Aber auch ein 100-jähriges Ortsjubiläum geht irgendwann vorbei. Dann kann das Zutun ferne sein, dann lässt sich zwar schnell sagen, „wir müssen selber für uns sorgen“, aber welche Bühne könnte das in diesen von Passivität und Eigennutz so fest verschnürten Zeiten? Von der erklärten Absicht, ein kulturelles Signal zu setzen, bis zum selbstversorgenden Ziel wäre es ohnehin ein weiter Weg.
Regisseur Siegfried Patzer, ehemals „Off-Theater Kreuzberg“, ist es zuerst einmal gelungen, mit drei Einaktern neueren Stils ein homogenes Ensemble von erstaunlicher Ausstrahlung zu formen. Er möchte seinem Publikum das Gefühl geben, in ein „richtiges“ Theater zu kommen, darin gelacht und geweint wird, wo der „belehrende Zeigefinger“ eher versteckt bleibt. Er setzt auf Handwerk, wählt anspruchsvolle Texte, vertraut der „Wahrheit“ bedeutenden Bühne mit solchem Erfolg, dass auch die dritte und letzte Vorstellung von „Ein Theaterabend“ kürzlich geradezu umjubelt wurde.
Von Wahrheit handelt auch das erste Stück, ein sich grotesk gebender Einakter von Frank Thiess namens „Die Lüge“. „Er“ (Gernot Stoy) vermutet, dass „Sie“ (Karina Lehmann) nach fünfzehn Ehejahren einen Hausfreund hat, was sie bestreitet. Das Dialogstück ist bewusst offengehalten, aber die Regie wählte mehr die weibliche Optik, was „ihn“ leicht in die Defensive brachte. Am Ende dieser kurzen Eheszene will man sich trennen. Wer’s glaubt!, schon im nächsten Moment kann alles ganz anders sein.

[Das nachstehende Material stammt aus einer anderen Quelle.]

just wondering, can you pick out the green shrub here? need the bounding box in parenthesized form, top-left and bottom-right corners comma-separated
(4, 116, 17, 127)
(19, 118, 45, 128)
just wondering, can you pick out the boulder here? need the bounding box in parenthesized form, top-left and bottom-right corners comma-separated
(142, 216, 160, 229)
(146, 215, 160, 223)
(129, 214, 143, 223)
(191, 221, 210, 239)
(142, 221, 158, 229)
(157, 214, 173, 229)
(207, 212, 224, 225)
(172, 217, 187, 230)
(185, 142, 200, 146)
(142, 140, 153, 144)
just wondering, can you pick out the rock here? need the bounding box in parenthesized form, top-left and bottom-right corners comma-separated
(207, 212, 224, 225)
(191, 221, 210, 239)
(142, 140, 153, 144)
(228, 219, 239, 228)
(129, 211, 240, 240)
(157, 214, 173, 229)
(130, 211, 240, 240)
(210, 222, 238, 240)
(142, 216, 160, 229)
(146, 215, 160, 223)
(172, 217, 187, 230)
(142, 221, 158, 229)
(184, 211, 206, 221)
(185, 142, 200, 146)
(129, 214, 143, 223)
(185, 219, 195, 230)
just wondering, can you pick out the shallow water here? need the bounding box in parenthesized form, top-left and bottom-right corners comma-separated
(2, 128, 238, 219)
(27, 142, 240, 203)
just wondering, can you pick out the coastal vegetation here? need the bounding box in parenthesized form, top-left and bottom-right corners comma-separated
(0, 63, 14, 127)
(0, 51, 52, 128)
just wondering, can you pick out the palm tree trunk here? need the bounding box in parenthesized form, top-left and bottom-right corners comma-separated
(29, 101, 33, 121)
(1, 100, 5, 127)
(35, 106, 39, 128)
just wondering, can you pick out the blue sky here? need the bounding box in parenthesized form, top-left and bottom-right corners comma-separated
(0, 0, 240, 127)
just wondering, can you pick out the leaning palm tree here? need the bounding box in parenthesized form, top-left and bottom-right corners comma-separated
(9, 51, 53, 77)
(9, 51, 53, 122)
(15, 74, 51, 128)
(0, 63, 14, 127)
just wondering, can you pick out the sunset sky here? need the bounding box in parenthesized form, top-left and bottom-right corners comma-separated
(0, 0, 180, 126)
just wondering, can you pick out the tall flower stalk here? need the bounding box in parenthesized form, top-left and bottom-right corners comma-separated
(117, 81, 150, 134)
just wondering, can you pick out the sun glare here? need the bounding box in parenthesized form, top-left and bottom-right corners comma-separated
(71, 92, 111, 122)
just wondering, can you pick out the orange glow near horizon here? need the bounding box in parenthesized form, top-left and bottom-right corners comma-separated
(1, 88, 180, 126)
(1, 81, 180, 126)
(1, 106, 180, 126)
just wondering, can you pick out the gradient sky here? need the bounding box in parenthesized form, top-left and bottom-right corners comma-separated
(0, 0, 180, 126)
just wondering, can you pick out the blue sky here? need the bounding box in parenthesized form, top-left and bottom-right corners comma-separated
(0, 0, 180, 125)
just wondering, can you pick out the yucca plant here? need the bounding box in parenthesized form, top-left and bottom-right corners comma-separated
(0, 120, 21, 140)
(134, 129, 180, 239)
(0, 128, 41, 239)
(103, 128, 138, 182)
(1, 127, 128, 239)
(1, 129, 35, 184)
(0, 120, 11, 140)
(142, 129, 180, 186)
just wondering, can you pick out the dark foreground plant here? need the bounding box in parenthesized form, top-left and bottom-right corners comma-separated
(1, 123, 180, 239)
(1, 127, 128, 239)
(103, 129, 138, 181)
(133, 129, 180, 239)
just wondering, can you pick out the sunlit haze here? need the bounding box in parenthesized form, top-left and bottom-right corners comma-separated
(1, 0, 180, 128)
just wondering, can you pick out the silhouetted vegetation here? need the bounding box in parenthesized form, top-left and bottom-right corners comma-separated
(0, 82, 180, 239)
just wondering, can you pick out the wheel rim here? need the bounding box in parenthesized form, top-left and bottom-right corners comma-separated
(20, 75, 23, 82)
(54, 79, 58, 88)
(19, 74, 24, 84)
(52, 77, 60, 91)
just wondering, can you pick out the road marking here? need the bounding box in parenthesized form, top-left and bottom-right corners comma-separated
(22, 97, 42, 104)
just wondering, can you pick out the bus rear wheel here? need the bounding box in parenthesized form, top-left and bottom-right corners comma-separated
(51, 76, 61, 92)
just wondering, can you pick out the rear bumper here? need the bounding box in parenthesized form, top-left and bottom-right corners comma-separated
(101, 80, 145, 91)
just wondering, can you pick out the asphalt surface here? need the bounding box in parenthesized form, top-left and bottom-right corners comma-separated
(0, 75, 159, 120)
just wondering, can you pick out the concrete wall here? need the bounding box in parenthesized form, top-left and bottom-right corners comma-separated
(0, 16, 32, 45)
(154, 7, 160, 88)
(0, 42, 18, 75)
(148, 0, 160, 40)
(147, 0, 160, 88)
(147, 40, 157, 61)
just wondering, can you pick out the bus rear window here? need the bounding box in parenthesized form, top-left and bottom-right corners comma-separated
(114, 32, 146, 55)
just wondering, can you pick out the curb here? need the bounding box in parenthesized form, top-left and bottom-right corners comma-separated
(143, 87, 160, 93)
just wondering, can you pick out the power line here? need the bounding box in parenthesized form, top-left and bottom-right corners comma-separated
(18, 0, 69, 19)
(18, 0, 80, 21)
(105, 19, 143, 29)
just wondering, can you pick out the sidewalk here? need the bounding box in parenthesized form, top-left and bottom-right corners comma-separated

Wie „Die Lüge“ zur Familie der „Ausstattungsstücke“ gehört, so die anderen beiden auch: „Wer war Mr. Hilary?“ stammt von James Saunders, einem der angloamerikanischen Autoren, welche Siegfried Patzer für Pläne in spe ohnehin favorisiert. Hier spielte die 80-jährige Wilhelmshorsterin Anna Katritzke als Frau Biest eine schrullige Engländerin mit doppeltem Boden: Jemand veröffentlicht einmal jährlich eine Todesanzeige ihres vor dreißig Jahren verstorbenen Mannes. Steckt vielleicht die knochige Frau Plack (Ilse Dressler) dahinter? Man stellt die Uhren falsch, handelt anders, als man redet, das Dienstmädchen Hilda (Ilka-Maria Pollock-Grau) gibt zudem Kommentare nach Stil des epischen Theaters. Eine anspruchsvoller, wenn auch nicht ganz durchgehaltener Inszenierungsstil voller Klippen für Publikum und Darsteller, aber sehr bühnenwirksam.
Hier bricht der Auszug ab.